Tornando ad un discorso più generico gli domando qual è il suo punto di vista sui motivi di queste tensioni. Gli esperti ci parlano da settimane della paura di Putin di rimanere isolato, di perdere del tutto il ‘cuscinetto’ di Paesi non NATO davanti a lui, visto anche l’avvicinamento degli ultimi tempi tra NATO e Ucraina. Ma lui, vivendoci sul confine, pensa che ci siano altre motivazioni legate a determinate caratteristiche di quei particolari territori?

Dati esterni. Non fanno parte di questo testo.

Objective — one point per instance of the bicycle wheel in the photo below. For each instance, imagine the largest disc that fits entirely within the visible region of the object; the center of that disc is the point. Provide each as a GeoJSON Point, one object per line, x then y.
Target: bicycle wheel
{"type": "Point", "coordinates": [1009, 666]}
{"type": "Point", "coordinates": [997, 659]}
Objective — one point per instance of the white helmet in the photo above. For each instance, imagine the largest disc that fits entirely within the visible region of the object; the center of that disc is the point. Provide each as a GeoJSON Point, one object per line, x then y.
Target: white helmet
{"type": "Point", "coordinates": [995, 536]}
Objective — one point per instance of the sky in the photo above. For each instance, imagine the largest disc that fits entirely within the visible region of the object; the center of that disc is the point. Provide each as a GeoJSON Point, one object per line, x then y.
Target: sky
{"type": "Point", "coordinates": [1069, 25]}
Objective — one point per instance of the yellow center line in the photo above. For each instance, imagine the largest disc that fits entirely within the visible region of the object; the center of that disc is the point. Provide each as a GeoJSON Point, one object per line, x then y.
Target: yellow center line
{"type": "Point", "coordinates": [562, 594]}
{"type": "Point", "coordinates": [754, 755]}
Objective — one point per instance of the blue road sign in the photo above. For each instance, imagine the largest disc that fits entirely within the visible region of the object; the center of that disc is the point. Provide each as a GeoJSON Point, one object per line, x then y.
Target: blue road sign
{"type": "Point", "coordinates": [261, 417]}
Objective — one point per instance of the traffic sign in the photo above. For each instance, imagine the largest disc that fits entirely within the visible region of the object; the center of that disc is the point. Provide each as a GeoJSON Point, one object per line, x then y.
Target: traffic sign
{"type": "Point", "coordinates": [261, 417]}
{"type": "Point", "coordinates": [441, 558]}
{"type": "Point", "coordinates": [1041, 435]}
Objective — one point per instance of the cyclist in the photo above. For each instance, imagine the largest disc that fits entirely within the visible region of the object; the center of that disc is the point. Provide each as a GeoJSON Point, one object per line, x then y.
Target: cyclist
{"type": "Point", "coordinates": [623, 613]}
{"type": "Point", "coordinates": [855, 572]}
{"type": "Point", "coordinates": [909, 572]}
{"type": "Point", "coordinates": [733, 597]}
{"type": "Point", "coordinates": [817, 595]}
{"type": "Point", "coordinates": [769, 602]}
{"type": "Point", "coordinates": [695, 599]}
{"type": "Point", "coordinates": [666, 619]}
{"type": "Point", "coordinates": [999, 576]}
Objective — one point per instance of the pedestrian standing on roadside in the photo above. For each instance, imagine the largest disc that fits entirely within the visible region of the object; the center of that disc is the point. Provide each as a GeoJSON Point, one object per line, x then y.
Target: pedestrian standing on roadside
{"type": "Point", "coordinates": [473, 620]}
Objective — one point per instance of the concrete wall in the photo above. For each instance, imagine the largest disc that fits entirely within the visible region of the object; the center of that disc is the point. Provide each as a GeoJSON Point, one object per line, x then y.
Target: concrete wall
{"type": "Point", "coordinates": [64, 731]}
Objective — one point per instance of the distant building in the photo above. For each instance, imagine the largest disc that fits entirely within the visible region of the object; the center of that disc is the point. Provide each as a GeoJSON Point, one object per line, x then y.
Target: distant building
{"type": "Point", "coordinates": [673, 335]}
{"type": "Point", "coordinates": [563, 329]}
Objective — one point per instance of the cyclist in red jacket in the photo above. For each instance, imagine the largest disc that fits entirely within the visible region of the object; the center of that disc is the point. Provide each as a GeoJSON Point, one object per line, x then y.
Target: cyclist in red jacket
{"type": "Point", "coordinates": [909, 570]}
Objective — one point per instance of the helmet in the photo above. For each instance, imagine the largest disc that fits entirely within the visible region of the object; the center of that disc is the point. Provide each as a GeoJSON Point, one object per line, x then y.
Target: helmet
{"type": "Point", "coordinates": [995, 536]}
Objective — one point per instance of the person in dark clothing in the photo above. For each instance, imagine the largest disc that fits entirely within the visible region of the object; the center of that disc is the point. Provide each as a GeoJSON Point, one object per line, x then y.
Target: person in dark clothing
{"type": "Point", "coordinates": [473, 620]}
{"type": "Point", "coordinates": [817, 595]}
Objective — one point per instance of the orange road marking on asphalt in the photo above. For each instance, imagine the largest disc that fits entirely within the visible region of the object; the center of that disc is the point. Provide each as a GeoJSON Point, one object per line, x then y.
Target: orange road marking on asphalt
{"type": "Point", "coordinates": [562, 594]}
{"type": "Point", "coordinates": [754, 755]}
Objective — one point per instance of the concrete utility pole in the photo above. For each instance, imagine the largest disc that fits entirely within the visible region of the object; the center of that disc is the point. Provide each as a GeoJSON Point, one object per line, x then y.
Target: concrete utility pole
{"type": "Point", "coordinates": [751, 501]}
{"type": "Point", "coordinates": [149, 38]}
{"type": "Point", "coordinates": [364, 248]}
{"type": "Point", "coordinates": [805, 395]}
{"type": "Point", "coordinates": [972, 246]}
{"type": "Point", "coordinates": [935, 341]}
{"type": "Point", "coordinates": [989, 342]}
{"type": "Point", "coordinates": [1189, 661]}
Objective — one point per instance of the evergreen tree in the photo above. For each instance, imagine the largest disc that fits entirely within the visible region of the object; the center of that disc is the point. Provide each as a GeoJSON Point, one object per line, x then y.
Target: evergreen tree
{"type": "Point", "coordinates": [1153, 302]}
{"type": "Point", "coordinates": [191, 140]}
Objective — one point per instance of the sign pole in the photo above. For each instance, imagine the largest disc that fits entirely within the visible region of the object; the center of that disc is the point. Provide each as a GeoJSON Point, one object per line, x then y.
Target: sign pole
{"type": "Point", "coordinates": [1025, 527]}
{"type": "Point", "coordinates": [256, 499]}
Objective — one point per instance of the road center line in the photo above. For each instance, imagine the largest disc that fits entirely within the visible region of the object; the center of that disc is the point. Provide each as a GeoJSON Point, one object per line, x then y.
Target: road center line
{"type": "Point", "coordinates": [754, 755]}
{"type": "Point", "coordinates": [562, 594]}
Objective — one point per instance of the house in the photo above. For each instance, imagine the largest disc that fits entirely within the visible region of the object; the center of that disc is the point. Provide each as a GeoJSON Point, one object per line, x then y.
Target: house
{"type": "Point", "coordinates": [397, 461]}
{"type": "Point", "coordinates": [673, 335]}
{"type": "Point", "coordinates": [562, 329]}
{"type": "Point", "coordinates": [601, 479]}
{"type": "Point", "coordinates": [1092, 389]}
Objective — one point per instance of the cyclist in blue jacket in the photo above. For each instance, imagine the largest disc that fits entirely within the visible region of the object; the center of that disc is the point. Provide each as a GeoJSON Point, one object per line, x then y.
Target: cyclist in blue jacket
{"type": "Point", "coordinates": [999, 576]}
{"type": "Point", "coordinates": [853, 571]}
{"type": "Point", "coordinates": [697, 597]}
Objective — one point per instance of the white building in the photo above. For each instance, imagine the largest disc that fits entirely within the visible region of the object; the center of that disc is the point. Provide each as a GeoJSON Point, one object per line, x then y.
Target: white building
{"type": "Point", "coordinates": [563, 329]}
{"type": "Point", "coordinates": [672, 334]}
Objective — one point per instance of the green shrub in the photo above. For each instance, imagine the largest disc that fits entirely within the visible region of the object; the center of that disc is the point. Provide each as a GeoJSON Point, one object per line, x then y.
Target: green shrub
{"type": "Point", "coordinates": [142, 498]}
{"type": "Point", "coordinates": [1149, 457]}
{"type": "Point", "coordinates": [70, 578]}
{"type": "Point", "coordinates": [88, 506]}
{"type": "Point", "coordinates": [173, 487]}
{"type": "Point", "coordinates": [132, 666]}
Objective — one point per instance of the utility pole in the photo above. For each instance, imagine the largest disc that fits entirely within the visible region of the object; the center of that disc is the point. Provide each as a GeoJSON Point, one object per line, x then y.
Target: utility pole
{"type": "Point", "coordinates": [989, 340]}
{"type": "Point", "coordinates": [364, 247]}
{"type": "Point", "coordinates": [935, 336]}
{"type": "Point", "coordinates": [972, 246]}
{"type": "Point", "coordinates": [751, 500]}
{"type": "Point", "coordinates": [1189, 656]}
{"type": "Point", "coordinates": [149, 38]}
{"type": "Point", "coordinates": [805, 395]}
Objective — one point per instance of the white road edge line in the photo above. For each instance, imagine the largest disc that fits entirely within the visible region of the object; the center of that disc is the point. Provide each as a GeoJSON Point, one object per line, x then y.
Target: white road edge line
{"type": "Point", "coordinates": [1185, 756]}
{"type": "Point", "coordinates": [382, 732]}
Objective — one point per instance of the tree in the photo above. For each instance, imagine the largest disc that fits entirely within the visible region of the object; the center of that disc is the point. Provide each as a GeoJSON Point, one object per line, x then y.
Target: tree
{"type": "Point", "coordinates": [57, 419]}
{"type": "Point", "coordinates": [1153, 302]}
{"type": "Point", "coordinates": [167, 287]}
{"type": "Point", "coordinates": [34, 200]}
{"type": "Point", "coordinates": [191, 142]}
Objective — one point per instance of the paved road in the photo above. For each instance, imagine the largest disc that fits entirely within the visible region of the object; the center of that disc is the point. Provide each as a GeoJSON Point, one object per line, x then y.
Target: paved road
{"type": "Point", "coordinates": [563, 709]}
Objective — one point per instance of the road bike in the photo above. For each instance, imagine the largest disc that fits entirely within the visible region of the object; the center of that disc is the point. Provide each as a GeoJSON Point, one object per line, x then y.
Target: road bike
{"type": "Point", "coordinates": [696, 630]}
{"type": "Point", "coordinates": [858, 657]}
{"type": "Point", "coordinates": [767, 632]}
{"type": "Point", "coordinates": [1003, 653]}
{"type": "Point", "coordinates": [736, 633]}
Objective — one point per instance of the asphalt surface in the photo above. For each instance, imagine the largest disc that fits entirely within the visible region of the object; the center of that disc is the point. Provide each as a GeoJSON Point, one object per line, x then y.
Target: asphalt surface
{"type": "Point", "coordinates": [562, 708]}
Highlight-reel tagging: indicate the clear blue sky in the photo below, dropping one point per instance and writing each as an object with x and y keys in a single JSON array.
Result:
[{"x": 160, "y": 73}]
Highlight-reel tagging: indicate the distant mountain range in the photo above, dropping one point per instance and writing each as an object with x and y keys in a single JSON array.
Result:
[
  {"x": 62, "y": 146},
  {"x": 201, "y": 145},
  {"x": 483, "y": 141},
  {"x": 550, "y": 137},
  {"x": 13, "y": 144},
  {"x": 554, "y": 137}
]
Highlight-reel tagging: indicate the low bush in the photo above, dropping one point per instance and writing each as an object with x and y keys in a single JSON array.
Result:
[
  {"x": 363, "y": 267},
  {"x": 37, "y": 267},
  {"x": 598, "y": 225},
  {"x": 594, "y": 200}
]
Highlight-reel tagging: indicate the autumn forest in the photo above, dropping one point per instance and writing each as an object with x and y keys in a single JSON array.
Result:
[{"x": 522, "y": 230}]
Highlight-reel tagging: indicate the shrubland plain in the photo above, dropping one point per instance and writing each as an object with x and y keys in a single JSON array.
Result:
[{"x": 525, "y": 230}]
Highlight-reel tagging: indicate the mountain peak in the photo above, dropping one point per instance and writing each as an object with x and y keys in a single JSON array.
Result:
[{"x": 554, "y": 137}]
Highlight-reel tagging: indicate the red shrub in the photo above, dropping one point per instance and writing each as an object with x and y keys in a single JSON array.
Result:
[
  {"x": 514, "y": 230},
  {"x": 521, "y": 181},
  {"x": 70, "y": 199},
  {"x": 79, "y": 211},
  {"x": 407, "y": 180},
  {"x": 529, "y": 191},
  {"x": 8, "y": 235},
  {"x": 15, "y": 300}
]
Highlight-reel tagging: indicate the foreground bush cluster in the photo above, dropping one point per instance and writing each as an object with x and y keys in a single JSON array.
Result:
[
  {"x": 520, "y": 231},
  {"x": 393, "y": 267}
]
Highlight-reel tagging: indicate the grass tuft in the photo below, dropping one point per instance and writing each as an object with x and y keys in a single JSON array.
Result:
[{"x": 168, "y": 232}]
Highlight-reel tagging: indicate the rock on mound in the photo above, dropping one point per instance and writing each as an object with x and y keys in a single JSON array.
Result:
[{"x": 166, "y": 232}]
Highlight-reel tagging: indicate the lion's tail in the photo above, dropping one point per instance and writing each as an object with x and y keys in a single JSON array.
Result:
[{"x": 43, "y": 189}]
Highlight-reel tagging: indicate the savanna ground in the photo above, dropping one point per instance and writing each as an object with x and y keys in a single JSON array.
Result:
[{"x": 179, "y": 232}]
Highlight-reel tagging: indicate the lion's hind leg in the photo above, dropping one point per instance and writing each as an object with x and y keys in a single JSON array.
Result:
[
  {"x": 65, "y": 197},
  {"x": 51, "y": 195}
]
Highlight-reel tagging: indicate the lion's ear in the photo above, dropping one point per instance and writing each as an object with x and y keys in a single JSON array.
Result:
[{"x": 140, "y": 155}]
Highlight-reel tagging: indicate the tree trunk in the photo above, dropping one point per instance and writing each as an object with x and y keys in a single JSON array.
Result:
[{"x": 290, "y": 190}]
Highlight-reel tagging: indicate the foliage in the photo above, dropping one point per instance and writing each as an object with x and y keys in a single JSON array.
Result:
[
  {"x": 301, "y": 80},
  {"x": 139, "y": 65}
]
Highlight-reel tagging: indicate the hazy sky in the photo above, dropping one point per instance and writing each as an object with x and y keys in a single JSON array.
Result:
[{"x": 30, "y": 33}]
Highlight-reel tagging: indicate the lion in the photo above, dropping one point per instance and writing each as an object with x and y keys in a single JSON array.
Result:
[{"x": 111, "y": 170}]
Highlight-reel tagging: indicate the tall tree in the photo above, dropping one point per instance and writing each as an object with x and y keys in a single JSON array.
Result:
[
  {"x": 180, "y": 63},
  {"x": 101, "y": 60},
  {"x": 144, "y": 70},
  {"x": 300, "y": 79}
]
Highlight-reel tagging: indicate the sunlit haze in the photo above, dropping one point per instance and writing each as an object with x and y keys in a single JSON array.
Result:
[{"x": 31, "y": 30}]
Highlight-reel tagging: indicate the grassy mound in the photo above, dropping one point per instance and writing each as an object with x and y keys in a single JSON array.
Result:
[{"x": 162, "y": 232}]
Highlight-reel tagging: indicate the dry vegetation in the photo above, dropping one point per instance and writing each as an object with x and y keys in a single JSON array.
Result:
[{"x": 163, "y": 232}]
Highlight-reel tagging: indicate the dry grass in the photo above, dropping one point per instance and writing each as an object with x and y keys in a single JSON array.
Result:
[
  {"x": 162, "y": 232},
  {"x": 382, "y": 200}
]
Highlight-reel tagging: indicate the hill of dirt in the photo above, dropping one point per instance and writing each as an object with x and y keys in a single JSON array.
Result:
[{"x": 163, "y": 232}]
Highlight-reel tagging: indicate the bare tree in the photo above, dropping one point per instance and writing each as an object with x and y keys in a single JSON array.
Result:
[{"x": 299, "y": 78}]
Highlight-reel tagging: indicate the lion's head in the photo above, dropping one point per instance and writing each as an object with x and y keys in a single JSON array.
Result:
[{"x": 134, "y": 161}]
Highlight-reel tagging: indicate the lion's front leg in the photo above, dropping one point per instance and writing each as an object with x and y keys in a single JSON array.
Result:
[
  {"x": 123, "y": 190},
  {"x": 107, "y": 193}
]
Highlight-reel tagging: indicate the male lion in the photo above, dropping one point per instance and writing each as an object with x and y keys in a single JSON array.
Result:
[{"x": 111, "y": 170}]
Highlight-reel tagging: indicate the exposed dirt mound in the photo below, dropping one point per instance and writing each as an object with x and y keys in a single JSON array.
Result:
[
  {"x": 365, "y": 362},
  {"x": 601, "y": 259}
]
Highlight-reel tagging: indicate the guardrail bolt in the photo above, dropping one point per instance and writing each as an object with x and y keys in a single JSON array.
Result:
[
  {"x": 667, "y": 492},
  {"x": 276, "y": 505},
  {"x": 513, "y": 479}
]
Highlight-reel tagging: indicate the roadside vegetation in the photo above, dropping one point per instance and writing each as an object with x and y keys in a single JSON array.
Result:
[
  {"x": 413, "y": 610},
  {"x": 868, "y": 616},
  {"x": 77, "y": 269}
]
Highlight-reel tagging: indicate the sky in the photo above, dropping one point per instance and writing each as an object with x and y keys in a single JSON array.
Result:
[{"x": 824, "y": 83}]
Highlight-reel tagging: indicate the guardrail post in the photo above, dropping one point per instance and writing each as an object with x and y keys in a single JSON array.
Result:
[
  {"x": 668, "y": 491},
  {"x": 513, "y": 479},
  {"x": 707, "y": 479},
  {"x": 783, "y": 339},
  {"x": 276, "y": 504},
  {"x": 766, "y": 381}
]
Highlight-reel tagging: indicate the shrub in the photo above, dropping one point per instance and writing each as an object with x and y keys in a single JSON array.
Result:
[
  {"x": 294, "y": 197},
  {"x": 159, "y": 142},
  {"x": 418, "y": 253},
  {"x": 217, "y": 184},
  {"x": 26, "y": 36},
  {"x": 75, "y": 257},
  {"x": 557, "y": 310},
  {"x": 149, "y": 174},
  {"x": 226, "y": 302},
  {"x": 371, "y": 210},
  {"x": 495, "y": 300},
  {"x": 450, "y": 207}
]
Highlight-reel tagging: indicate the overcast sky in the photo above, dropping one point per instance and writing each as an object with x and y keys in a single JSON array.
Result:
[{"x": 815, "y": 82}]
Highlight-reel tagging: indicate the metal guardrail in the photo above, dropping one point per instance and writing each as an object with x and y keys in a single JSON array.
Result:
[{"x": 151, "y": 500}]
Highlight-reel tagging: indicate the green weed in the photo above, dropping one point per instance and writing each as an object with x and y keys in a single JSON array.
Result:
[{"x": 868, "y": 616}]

Esclude questa possibilità.

Torno a chiedermi, allora, alla luce di un’odierna crisi mondiale da un punto di vista economico, sanitario e ambientale, se questa guerra sia veramente utile a qualcuno. Giochi di potere comprensibili o meno, anche per Putin, ne vale veramente la pena? L’impressione è che al Cremlino si siano incartati da soli, e ora cerchino solo di evitare una brutta figura. La realtà, però, è che ne stanno facendo una ancora più grossa.

2 risposte

  1. giò è quello che viene spontaneo chiedersi, con una pandemia ancora in atto che miete ancora morti e creerà ancora effetti pesanti sull’economia era il momento di far espodere un casus belli e peggio ancora una vera guerra per motivi che nemmeno si comprendono? o quantomeno nel nostro piccolo non arriviamo a capire?